Six Midland independent schools are among 50 nationwide fined a total of #500,000 yesterday after being found guilty of illegal price-fixing of fees.

The schools will also have to contribute tens of thousands of pounds more to a #3 million charitable fund for pupils in the first case of its kind.

One of the Midland schools involved, Malvern College in Worcestershire, last night described the fines, levied by the Office for Fair Trading, as a "farce".

The five other regional schools are: Rugby School, Bromsgrove School, Shrewsbury School, Cheltenham College and Cheltenham Ladies College.

The penalties follow a major investigation by the OFT which in May ruled they had illegally exchanged detailed information on fees.

Each must now pay #10,000, apart from Malvern College and Cheltenham Ladies' College which received reduced fines for co-operating with the OFT investigation.

It is the first time the watchdog has penalised organisations with charity status and the action was being interpreted as a signal that charitable organisations were not exempt from the law.

David Gunn, spokesman for Malvern College, said: "The whole thing is a farce because nobody has ever attempted to prove that fees rose further than they might otherwise have done if this hadn't taken place.

"As soon as the whole thing was brought to our attention, the schools stopped having these discussions.

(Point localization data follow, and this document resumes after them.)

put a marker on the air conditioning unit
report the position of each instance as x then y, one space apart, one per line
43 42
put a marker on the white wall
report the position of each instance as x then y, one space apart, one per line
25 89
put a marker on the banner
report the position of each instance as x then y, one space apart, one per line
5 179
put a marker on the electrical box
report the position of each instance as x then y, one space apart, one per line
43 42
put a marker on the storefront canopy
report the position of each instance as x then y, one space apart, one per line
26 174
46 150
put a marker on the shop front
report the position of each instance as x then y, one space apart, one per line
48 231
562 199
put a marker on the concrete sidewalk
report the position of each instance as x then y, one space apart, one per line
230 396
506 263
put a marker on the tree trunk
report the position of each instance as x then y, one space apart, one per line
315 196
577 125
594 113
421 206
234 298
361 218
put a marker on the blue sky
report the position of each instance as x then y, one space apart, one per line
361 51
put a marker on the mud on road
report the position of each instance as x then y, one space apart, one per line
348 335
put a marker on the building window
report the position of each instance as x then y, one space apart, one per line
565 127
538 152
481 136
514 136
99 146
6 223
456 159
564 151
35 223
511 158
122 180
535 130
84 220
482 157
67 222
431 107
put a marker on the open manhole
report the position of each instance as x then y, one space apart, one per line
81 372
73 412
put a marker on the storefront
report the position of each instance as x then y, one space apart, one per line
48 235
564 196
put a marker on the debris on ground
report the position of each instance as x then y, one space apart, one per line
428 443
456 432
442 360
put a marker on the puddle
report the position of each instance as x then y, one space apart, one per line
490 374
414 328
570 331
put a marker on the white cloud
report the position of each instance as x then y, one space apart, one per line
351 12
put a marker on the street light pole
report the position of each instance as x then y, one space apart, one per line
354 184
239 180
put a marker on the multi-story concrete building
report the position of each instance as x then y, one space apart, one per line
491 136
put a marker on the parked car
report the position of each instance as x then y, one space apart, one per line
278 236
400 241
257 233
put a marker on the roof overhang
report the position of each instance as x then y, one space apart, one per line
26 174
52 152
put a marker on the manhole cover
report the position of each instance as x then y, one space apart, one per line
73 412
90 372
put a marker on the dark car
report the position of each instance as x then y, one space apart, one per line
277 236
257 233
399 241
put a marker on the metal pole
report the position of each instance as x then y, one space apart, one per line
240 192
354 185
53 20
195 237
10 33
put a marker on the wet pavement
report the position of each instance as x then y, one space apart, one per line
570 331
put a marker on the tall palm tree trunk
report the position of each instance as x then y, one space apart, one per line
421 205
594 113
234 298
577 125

The investigation has been a tremendous waste of taxpayers' money."

OFT found the schools exchanged confidential information relating to intended fee levels for boarding and day pupils through a survey known as the "Sevenoaks Survey".

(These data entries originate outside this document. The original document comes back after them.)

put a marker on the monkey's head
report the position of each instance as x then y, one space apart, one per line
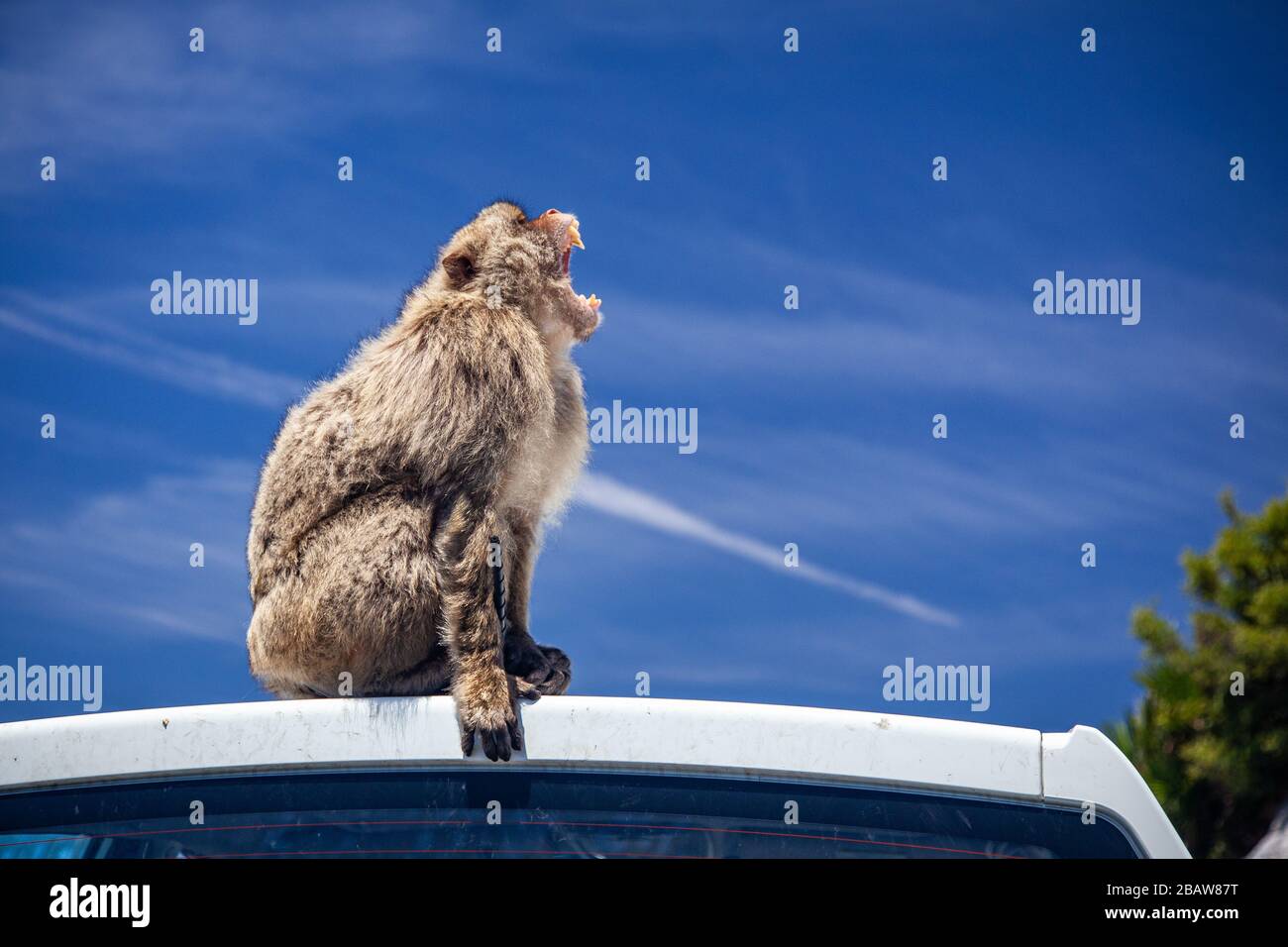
510 260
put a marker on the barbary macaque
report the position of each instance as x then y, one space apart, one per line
395 488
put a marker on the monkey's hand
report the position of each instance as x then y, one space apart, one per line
487 705
540 669
583 315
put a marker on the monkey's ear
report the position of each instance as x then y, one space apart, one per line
459 268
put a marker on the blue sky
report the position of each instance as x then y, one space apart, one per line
768 169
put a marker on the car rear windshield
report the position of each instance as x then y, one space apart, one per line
518 810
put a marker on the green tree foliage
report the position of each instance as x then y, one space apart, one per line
1219 761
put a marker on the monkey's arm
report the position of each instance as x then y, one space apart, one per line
498 388
545 671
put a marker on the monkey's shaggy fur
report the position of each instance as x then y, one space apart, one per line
370 543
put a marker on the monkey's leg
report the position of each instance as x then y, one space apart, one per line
541 669
485 696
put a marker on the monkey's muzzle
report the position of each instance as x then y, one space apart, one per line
566 231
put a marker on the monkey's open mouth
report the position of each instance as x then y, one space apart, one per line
572 239
567 230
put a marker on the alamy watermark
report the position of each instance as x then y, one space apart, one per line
649 425
1064 296
179 296
913 682
75 684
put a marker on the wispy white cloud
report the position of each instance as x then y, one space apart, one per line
606 495
120 560
204 372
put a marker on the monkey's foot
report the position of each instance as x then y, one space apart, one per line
540 669
487 705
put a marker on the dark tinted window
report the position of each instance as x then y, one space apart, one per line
438 812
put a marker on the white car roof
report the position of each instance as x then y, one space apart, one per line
1074 768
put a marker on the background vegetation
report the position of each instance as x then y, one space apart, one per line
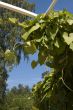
51 36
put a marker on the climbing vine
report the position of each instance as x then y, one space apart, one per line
51 36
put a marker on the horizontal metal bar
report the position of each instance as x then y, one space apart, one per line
17 9
51 6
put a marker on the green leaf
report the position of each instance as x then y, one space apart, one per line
25 36
56 44
29 48
68 38
70 21
71 46
10 56
34 64
13 20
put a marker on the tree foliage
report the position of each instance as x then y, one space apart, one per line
9 37
52 37
19 98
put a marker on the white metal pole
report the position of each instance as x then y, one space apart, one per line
51 6
17 9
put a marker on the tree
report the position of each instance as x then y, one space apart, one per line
52 36
9 37
19 99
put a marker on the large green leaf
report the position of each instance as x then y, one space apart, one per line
29 48
25 35
68 38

John Fingleton, chief executive of the OFT, said: "The penalties imposed on the schools and the contributions that they will make to the charitable trust, represent a fair and proportionate outcome to this case, given the parties' charitable status and their acceptance that there has been a competition law infringement."

 John Claughton, headmaster of Birmingham's fee-paying King Edward's School, which was not part of the investigation, said those schools caught out had acted innocently.

"The law was brought in and the schools were never consulted. It never occurred to us we would fall into its clutches."

Independent schools have come under fire in recent years in the wake of an average fee rise of 43 per cent since 2000 within the sector. Boarders currently pay #24,102 a year at Malvern College, #23,835 at Rugby School and #23,280 at Cheltenham College.